Of course in technology land, compromises have to be made. If you want crazy new features, you have to accept some new limitations.
For the Galaxy Gear and the Gear 2, Samsung balanced battery life by turning the screen off as often as possible. Either a wrist gesture or a button press would turn the screen on. Not very convenient when your hands are stationary and you want to reference the device, but it provides for two to three days of battery life.
For Android Wear, Google is dictating an always-on screen experience. This solves the problem of having to dedicate some kind of action to activating the screen, but the counterbalance is run time. Samsung’s Gear Live (which has the same size battery as the Gear 2) is only rated for about a day of use. I would imagine that heavy use outdoors (where screen brightness is required) will probably wipe it out even faster.
New screen technology is required…
And this is the major problem of using traditional smartphone screen tech for a wearable. Your phone doesn’t look great outdoors in direct sunlight. AMOLED and LCD screens need to crank into overdrive to overcome even overcast days. Your phone probably packs a pretty large battery, so between indoor and outdoor usage you can probably find some balance, but watches have far less space to pack the juice away.

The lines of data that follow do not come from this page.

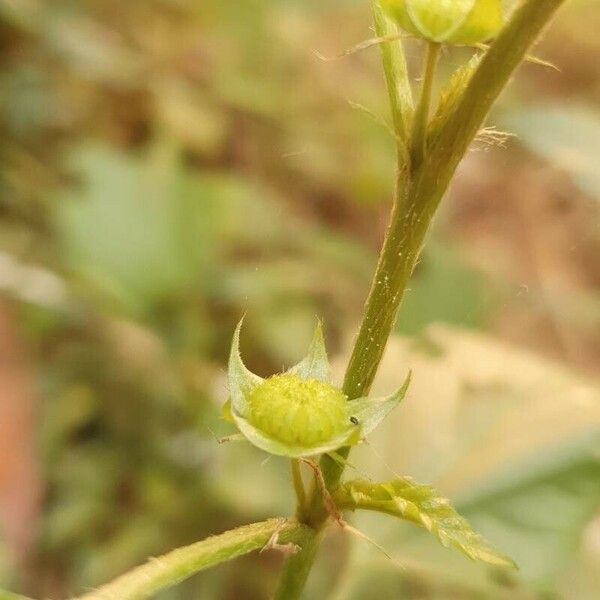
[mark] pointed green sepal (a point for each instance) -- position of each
(315, 365)
(423, 506)
(241, 381)
(368, 413)
(300, 413)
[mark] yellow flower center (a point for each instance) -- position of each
(296, 411)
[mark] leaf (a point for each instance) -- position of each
(173, 568)
(424, 507)
(511, 437)
(241, 380)
(316, 364)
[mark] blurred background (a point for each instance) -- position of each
(168, 165)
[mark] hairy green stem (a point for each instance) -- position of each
(418, 195)
(396, 77)
(298, 488)
(421, 120)
(168, 570)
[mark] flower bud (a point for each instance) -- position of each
(448, 21)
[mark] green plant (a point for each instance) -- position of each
(429, 150)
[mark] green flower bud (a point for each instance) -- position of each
(300, 413)
(448, 21)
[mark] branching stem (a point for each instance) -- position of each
(298, 488)
(421, 119)
(418, 193)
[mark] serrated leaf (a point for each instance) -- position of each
(423, 506)
(315, 365)
(241, 380)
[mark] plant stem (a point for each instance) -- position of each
(421, 120)
(168, 570)
(396, 78)
(418, 193)
(298, 488)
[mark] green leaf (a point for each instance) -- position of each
(512, 438)
(241, 380)
(316, 363)
(173, 568)
(423, 506)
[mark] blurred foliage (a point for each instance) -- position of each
(170, 164)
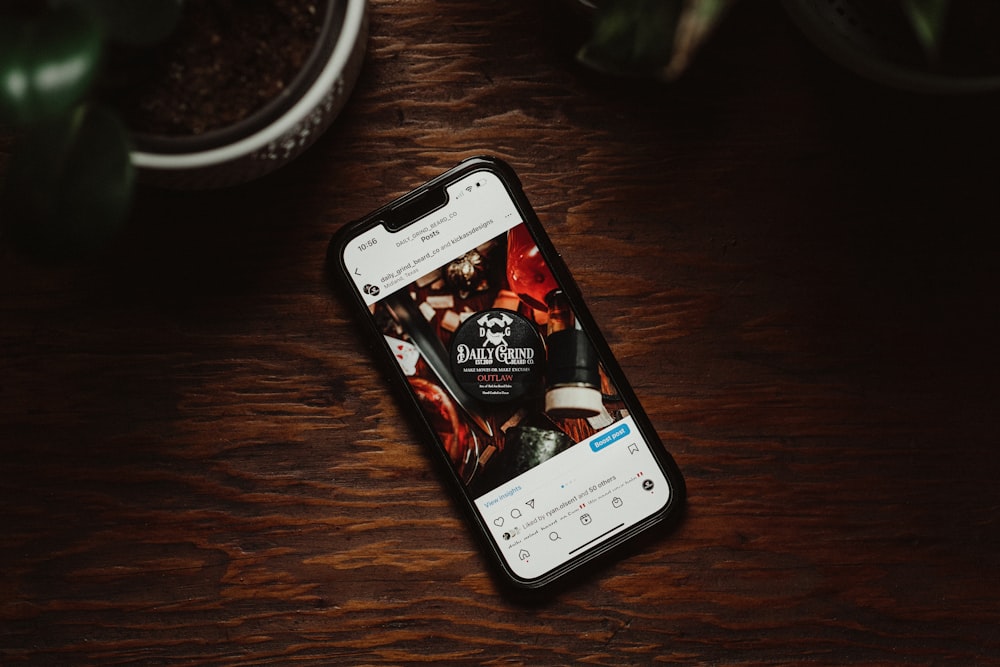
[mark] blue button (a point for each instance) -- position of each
(609, 437)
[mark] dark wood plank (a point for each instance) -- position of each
(199, 464)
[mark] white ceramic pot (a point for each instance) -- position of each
(276, 134)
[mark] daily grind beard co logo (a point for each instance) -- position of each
(497, 355)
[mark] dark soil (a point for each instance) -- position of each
(225, 60)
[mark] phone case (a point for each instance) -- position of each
(501, 366)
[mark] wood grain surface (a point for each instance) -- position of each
(199, 464)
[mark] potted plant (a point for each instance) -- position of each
(929, 46)
(923, 45)
(89, 75)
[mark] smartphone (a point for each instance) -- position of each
(507, 375)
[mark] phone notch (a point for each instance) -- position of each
(422, 203)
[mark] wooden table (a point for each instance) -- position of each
(799, 271)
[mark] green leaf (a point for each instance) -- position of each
(47, 64)
(632, 36)
(927, 18)
(134, 22)
(69, 184)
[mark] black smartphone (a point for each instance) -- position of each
(507, 374)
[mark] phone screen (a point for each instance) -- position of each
(507, 377)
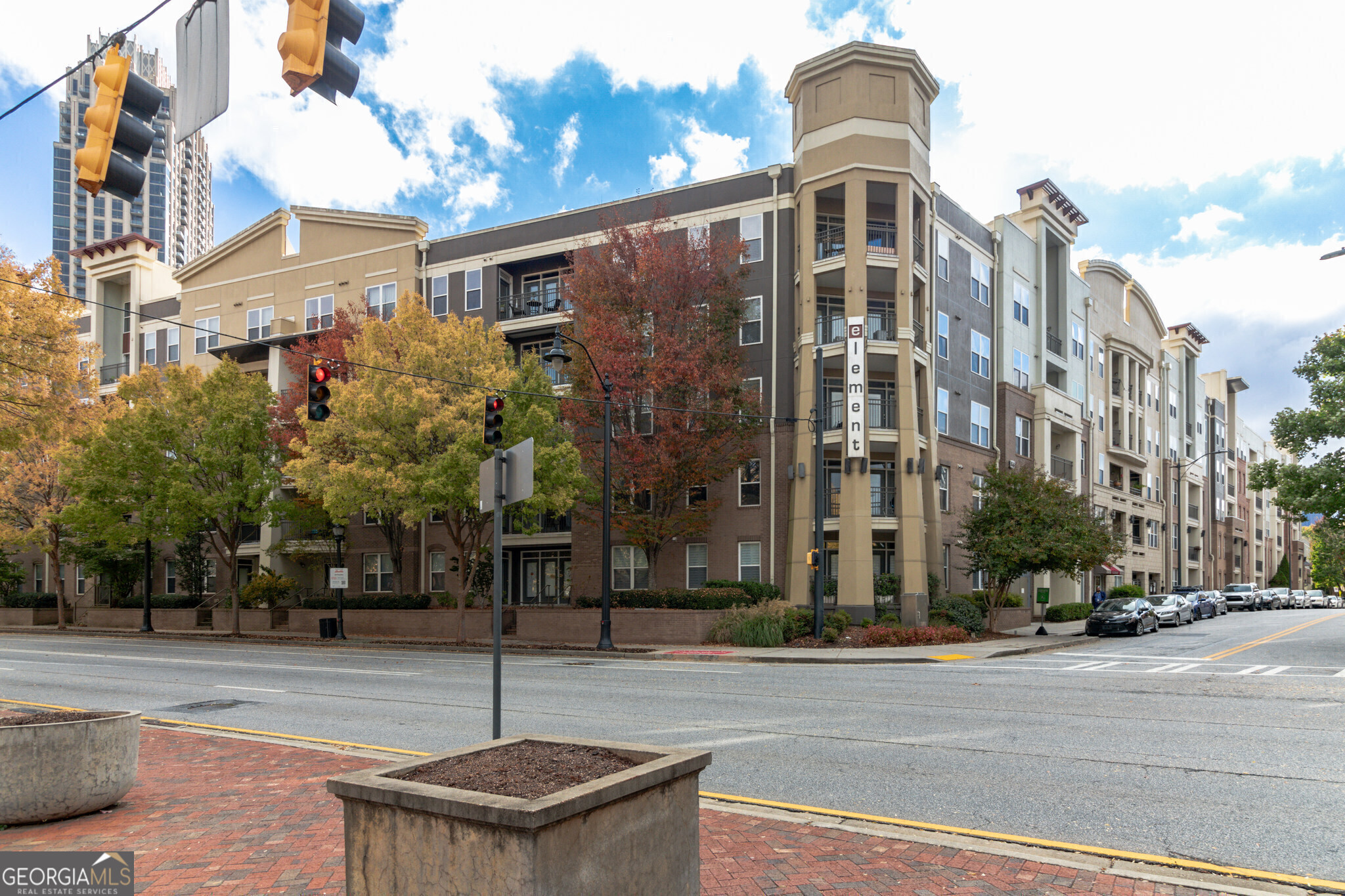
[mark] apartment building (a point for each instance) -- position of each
(174, 207)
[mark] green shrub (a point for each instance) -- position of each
(759, 591)
(674, 599)
(30, 601)
(962, 613)
(370, 602)
(156, 601)
(1125, 593)
(838, 620)
(1071, 612)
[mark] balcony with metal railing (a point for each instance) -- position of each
(883, 501)
(830, 244)
(881, 240)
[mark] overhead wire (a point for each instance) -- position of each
(112, 38)
(244, 340)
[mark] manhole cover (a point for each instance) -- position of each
(208, 706)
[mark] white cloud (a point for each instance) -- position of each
(713, 155)
(1207, 226)
(666, 169)
(565, 147)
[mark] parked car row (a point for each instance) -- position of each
(1185, 605)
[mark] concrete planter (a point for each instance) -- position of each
(66, 769)
(631, 832)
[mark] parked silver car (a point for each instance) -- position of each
(1173, 609)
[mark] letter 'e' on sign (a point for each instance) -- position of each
(856, 389)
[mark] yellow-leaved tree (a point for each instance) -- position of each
(400, 446)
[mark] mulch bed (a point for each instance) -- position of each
(46, 717)
(527, 769)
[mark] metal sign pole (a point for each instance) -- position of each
(498, 591)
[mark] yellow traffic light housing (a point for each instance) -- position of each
(310, 49)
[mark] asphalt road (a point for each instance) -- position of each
(1223, 740)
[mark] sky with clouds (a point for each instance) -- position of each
(1202, 140)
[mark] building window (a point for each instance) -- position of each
(749, 561)
(318, 312)
(378, 572)
(382, 301)
(472, 282)
(749, 228)
(1020, 370)
(979, 425)
(1023, 436)
(259, 322)
(697, 565)
(630, 567)
(208, 333)
(439, 296)
(979, 282)
(979, 354)
(1021, 303)
(749, 333)
(436, 571)
(749, 484)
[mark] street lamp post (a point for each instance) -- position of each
(340, 534)
(558, 358)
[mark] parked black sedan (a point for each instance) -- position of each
(1202, 603)
(1122, 617)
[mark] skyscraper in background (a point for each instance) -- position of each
(175, 206)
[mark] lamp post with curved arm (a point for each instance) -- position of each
(558, 358)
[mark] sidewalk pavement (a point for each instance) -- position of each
(694, 652)
(231, 816)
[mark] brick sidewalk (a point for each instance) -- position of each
(229, 817)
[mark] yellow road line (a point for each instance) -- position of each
(1269, 639)
(245, 731)
(1317, 883)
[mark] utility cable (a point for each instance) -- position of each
(118, 38)
(244, 340)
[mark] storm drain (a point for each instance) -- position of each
(208, 706)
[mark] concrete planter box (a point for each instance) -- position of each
(66, 769)
(631, 832)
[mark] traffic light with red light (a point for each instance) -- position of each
(120, 129)
(319, 393)
(494, 419)
(311, 47)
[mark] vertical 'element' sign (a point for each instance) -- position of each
(856, 387)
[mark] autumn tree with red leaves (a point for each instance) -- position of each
(661, 314)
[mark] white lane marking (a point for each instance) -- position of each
(209, 662)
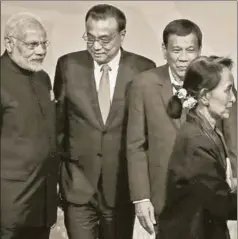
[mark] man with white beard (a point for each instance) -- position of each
(29, 165)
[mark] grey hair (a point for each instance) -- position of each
(19, 21)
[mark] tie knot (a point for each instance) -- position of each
(106, 68)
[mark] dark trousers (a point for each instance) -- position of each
(25, 233)
(97, 220)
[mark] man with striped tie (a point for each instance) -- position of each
(92, 91)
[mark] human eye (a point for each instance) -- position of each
(105, 39)
(191, 49)
(32, 44)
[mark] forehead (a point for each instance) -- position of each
(33, 34)
(182, 41)
(227, 78)
(101, 27)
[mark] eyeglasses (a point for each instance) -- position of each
(102, 40)
(33, 44)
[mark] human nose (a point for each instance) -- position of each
(233, 98)
(40, 49)
(97, 45)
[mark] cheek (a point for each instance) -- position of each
(192, 56)
(172, 58)
(26, 54)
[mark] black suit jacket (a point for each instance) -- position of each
(90, 147)
(28, 148)
(198, 199)
(151, 135)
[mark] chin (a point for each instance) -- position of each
(225, 116)
(35, 68)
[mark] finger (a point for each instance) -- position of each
(152, 215)
(149, 227)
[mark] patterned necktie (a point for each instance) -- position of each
(184, 112)
(104, 92)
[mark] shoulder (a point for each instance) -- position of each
(80, 56)
(139, 59)
(192, 137)
(152, 76)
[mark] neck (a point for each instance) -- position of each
(203, 111)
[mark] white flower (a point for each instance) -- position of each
(189, 103)
(182, 93)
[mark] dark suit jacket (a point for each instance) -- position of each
(90, 147)
(198, 199)
(151, 135)
(28, 148)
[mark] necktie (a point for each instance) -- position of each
(184, 112)
(177, 87)
(104, 92)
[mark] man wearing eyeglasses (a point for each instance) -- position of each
(29, 165)
(91, 88)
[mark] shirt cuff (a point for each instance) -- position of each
(143, 200)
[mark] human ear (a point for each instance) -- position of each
(205, 97)
(8, 44)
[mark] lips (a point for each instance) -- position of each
(182, 68)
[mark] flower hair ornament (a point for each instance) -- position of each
(188, 101)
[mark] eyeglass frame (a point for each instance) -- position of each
(44, 44)
(85, 38)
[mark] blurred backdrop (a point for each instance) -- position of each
(64, 21)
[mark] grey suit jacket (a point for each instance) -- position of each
(151, 134)
(89, 147)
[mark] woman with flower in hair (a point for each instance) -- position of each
(201, 191)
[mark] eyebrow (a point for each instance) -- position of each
(99, 36)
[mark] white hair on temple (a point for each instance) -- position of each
(18, 21)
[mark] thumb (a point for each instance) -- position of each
(152, 215)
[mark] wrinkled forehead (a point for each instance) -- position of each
(183, 41)
(101, 26)
(227, 77)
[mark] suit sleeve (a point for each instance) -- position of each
(208, 185)
(137, 144)
(59, 92)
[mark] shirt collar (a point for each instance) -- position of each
(173, 81)
(114, 63)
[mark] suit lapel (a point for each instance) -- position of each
(91, 94)
(124, 75)
(167, 92)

We also have a problem of screen usage overlap. If my watch and phone both have AMOLED screens that means they both have the same pros and cons. They both look great indoors and in low light situations. They both wash out and are harder to read during daylight situations. Ideally a wearable should also help fill some of the gaps a phone leaves.
It’s a watch. If I take an analog chronometer outside it doesn’t get harder to read.
Companies like Pebble, Martian, and Qualcomm have released devices which address this issue. The Pebble uses a digital ink display similar to an e-reader, the Martian Passport has a traditional analog watch face for time, and the Toq’s Mirasol display uses millions of tiny mirrors to reflect light back through a color display. Two low tech solution, one high tech, but all provide for more than four days of actual use on a single charge, with screens that never turn off, and look fantastic in direct sunlight.
Android Wear is a game changer from a software perspective. It’ll be an incredible solution, providing an OS to companies looking to enter the wearable market who might not have the resources to develop their own UI in house.
Unfortunately, if the current thinking prevails, slapping back-lit traditional phone screens on watches, it’ll likely mar the experience of this first wave of Wear gadgets.